The city should absolutely lead the way in the change, but businesses across the city need to follow suit to commit to those core concepts of diversity and equity and inclusion and asking if what they’re doing is going to bring everyone forward or does it risk leaving some of their neighbors behind? In the end, I think that we’re all in this together, and so we have to make sure that we have each other’s backs.

How is your campaign different from other candidates running to represent the same district?

I’m really just focused on what my campaign is and what I want to commit to it being. So, I think first and foremost, it’s people-powered. I want to represent this district and to advocate for it and all of the amazing people that live here. I want to hear from them to understand their hopes, their fears, why they love this city and what keeps them up at night. 

In addition to that, I’m a transplant. I chose Boston as my home, and I’ve made the intentional decision to build my life here. So I want the city to live up to the full potential that I know that it has. I moved to Boston, in part, because I knew that it was a place where I could live as my authentic self and where I could and did find love and marriage as a member of the LGBTQ community. That knowledge that Boston accepted me for all that I am drives me to continue to advocate for those that are still facing the burdens of inequality and those systemic injustices. 

I’m also a young candidate, not just for this district, but on the council as a whole. I think that puts me in a unique position to really bridge the generational divides. I’ve been in the professional world long enough to see and know what all those that have come before us have done, but also understand that we’re really building a city for those that will follow after us. Almost half of the district is under the age of 34, and their voices are just as important as ever. I want Boston to be a city that will exist for my children and grandchildren and one that they can be proud of when they look to see all that we’ve done now.

What do you like about your district and what can be changed?

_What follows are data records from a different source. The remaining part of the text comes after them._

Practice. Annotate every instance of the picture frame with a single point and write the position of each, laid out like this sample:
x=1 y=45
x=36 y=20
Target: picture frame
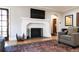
x=69 y=20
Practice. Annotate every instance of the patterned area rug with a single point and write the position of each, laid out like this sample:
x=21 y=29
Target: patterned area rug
x=48 y=46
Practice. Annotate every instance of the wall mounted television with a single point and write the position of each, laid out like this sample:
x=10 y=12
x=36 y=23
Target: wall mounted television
x=35 y=13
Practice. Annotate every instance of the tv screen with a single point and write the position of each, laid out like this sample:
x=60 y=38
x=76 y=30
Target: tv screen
x=35 y=13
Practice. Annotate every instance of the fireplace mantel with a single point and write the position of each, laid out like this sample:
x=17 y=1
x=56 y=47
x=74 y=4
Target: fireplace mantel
x=36 y=23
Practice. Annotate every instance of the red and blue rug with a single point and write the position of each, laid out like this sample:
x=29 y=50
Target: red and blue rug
x=47 y=46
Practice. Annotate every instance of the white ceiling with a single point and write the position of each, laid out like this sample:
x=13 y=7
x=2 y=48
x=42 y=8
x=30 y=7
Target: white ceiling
x=56 y=8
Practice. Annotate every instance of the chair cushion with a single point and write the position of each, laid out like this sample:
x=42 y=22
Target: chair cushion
x=66 y=37
x=72 y=30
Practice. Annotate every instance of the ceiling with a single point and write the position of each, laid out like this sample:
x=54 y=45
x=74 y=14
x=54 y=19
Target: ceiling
x=56 y=8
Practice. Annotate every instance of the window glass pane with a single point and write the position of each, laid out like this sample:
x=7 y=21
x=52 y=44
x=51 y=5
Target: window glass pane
x=4 y=17
x=4 y=12
x=4 y=23
x=4 y=28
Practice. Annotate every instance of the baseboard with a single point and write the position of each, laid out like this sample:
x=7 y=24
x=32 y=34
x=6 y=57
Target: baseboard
x=68 y=44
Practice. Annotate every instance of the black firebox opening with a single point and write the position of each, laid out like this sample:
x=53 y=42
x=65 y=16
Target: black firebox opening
x=36 y=32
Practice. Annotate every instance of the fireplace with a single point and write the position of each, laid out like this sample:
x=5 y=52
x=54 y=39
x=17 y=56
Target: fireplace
x=36 y=32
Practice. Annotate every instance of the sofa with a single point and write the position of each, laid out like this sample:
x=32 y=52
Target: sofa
x=71 y=38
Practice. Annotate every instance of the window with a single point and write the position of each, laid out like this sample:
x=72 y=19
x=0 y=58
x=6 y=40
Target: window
x=4 y=23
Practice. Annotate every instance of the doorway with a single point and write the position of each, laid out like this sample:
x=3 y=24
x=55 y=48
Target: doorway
x=54 y=19
x=4 y=23
x=54 y=27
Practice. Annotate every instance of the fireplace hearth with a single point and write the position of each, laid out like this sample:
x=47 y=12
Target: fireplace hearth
x=36 y=32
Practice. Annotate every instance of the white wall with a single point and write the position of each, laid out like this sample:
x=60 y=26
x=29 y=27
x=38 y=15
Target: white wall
x=15 y=19
x=70 y=12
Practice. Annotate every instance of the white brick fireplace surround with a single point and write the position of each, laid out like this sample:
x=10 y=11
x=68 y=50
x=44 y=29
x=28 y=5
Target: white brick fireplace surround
x=28 y=23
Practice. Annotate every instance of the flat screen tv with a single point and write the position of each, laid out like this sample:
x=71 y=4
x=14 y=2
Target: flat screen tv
x=39 y=14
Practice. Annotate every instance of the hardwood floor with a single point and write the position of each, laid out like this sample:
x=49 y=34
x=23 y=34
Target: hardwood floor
x=15 y=42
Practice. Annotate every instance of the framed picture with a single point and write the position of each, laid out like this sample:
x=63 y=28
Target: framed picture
x=69 y=20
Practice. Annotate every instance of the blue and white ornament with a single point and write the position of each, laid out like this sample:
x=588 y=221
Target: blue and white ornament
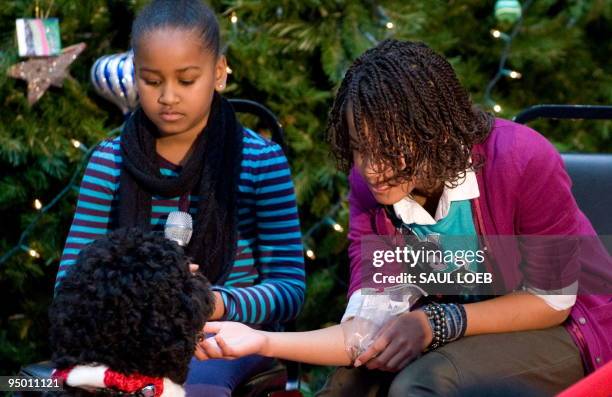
x=507 y=11
x=113 y=78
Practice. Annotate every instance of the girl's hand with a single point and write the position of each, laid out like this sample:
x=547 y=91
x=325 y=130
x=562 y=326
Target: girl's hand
x=231 y=340
x=399 y=342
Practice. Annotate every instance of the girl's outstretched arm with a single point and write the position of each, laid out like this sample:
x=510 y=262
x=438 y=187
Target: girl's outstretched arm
x=232 y=340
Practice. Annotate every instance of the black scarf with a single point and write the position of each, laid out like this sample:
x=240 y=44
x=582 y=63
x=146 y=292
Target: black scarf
x=211 y=172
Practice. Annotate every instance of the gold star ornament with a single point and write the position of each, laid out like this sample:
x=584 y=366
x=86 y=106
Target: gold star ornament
x=40 y=73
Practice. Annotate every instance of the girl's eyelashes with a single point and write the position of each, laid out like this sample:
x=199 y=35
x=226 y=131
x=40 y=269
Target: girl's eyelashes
x=155 y=83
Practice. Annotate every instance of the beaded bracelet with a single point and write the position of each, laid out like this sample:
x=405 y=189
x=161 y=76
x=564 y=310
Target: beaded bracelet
x=448 y=322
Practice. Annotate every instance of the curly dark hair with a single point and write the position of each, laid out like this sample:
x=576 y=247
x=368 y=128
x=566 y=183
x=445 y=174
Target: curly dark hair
x=410 y=113
x=130 y=303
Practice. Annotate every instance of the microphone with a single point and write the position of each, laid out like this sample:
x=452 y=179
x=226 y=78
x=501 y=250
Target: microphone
x=179 y=227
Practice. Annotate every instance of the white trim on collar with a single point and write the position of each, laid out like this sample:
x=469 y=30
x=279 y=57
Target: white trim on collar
x=409 y=211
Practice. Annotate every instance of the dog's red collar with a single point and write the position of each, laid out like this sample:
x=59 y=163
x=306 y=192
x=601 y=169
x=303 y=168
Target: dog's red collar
x=112 y=380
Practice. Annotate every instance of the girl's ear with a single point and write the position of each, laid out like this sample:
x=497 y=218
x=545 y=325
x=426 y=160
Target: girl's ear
x=221 y=73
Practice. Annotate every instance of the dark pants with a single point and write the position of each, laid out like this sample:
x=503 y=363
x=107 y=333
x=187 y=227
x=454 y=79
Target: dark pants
x=531 y=363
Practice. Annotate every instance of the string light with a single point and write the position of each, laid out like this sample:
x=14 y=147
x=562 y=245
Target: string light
x=326 y=220
x=501 y=70
x=500 y=35
x=20 y=246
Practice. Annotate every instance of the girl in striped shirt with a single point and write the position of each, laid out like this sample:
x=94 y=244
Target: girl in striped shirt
x=184 y=149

I love how diverse the district is. It’s so much of what I think Boston really truly is. It’s the South End. It’s Southie. It’s Dorchester. When you think of Boston if you’re not thinking about The [Boston] Garden. You’re thinking about District 3.

I just love that so much. I love the passion that my neighbors have for their community, for each other. It’s so empowering and so encouraging to see, and I think we need more of it. We say “Boston Strong” and I think District Three really resonates with that. I just love that so much.

I think what we can change is that we have to make sure that the fabric of this district isn’t changed. We have so many big changes coming to the city and to the district. There’s Dorchester Bay City, Newmarket and Widett Circle and DotBlock— there are big developments that are going to change the face of the district.

I think it’s so important that we make sure that it doesn’t change the fabric of who can and who does live here because that’s so important to what this district is and I’m passionate about maintaining that.


Corrections: An earlier version of this story misspelled Dorchester as Rochester and misspelled Newmarket and Widett Circle.